Friday, April 16, 2010

Late Friday Afternoon at Brooklyn College: Tulips and Ivy

Sitting outside Whitehead Hall's library cafe around 4:30 p.m. before our class on the Brooklyn College campus, we found ourselves near these yellow and red tulips. They never had them when we were an undergrad and grad student back in 1969-75, but when we were a kid in P.S. 203 in Flatlands in Brooklyn, in late winter the teachers would take orders for seeds and especially tulip bulbs. We used to plant the bulbs in our backyard.

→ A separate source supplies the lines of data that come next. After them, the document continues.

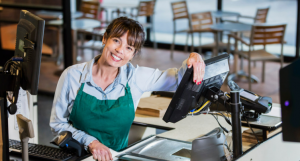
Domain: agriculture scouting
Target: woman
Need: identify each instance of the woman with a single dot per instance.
(96, 100)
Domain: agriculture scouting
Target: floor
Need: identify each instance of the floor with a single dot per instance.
(148, 57)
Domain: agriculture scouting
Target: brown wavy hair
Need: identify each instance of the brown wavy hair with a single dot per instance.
(119, 26)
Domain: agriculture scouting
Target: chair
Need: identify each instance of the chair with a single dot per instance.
(180, 11)
(91, 9)
(260, 17)
(200, 23)
(261, 35)
(146, 8)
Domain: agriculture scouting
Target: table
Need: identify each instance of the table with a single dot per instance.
(235, 28)
(56, 14)
(76, 24)
(119, 6)
(221, 14)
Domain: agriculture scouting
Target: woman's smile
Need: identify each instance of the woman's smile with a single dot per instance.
(115, 57)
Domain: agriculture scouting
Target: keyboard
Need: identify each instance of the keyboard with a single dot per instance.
(41, 152)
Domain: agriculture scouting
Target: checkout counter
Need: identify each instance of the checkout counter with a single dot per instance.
(151, 138)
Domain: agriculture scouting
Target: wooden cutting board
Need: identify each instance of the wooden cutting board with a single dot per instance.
(153, 106)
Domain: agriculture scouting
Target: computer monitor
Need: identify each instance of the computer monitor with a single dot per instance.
(189, 95)
(289, 100)
(29, 41)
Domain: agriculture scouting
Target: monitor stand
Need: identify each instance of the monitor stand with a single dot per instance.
(6, 84)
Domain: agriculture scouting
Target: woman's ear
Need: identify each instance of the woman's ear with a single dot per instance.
(104, 39)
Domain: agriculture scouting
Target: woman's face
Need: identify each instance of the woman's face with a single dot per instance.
(117, 52)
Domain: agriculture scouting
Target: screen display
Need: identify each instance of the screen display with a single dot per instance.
(21, 45)
(248, 95)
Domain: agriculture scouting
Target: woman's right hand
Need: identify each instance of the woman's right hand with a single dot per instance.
(100, 152)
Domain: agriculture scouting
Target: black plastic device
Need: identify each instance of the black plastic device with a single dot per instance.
(209, 146)
(29, 41)
(290, 101)
(41, 152)
(189, 95)
(65, 141)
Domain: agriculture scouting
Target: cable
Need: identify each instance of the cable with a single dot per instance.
(226, 118)
(220, 124)
(200, 108)
(252, 130)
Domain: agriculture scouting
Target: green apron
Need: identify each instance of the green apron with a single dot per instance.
(107, 120)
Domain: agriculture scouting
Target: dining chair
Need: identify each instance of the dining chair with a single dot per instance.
(261, 35)
(146, 9)
(180, 11)
(91, 10)
(260, 17)
(200, 23)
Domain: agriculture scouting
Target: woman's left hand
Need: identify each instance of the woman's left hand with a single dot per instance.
(195, 60)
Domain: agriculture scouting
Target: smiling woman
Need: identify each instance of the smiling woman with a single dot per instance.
(96, 100)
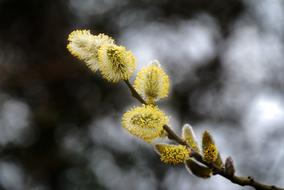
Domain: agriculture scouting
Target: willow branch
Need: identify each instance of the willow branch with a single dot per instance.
(240, 180)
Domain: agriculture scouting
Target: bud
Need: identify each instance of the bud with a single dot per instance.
(84, 45)
(229, 167)
(115, 62)
(189, 136)
(145, 122)
(210, 151)
(152, 83)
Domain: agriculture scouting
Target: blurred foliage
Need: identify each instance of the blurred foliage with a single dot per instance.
(64, 98)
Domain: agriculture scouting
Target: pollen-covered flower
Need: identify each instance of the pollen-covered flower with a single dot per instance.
(145, 122)
(116, 63)
(172, 154)
(210, 151)
(83, 45)
(152, 83)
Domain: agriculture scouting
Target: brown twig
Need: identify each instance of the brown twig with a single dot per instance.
(243, 181)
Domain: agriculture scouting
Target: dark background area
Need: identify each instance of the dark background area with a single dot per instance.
(60, 123)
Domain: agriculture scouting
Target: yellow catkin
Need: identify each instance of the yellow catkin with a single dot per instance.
(210, 151)
(152, 83)
(172, 154)
(116, 63)
(83, 45)
(145, 122)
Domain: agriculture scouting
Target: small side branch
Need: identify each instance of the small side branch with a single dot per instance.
(242, 181)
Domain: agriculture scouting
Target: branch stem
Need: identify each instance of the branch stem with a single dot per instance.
(240, 180)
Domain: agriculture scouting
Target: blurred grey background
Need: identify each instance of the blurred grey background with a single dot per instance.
(60, 123)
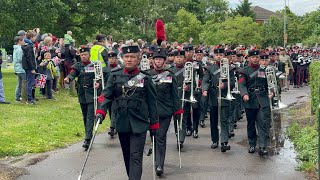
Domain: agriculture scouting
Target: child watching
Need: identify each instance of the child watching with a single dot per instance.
(47, 68)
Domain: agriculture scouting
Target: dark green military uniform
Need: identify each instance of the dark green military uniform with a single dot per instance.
(85, 90)
(133, 97)
(253, 83)
(179, 71)
(168, 103)
(210, 84)
(192, 125)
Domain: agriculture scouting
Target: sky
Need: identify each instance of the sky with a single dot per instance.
(299, 7)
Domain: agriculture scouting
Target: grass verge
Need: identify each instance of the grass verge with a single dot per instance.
(46, 126)
(303, 132)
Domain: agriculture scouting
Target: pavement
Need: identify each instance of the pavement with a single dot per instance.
(199, 161)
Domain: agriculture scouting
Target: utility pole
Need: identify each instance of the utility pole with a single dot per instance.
(285, 37)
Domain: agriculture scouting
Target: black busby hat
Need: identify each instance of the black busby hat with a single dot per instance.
(198, 51)
(160, 52)
(130, 49)
(179, 52)
(218, 50)
(239, 55)
(253, 52)
(112, 54)
(171, 53)
(272, 53)
(84, 49)
(188, 48)
(227, 53)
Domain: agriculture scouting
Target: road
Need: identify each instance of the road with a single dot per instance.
(199, 161)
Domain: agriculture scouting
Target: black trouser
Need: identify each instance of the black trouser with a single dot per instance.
(262, 118)
(48, 89)
(161, 140)
(224, 123)
(132, 146)
(204, 107)
(88, 118)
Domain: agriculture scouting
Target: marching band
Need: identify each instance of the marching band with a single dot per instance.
(181, 84)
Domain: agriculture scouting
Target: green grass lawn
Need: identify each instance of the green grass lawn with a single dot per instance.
(45, 126)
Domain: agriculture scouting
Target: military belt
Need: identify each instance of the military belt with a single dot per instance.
(257, 89)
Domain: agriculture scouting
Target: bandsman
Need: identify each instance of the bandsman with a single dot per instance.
(133, 97)
(254, 91)
(211, 88)
(84, 71)
(168, 103)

They were supposed to keep us in touch with our Dutch Nieuw Amersfoort heritage, though the teachers never told us about speculative bubbles.

Of course, the house our parents bought for $17,500 in 1958 and sold for $68,000 in 1979 went for almost $750,000 a few years ago, before the housing bubble burst. (See Flynn, Dennis O. 1983. "Sixteenth-Century Inflation from a Production Point of View." In Inflation through the Ages: Economic, Social, Psychological and Historical Aspects. Nathan Schmukler [yes, that was our beloved professor's surname] and Edward Marcus, eds. New York: Brooklyn College Press. Pp. 162, 164.)

The ivy running along the buildings on campus are also in bloom. Brooklyn College makes a good stand-in for more prestigious private schools on shows like Gossip Girl.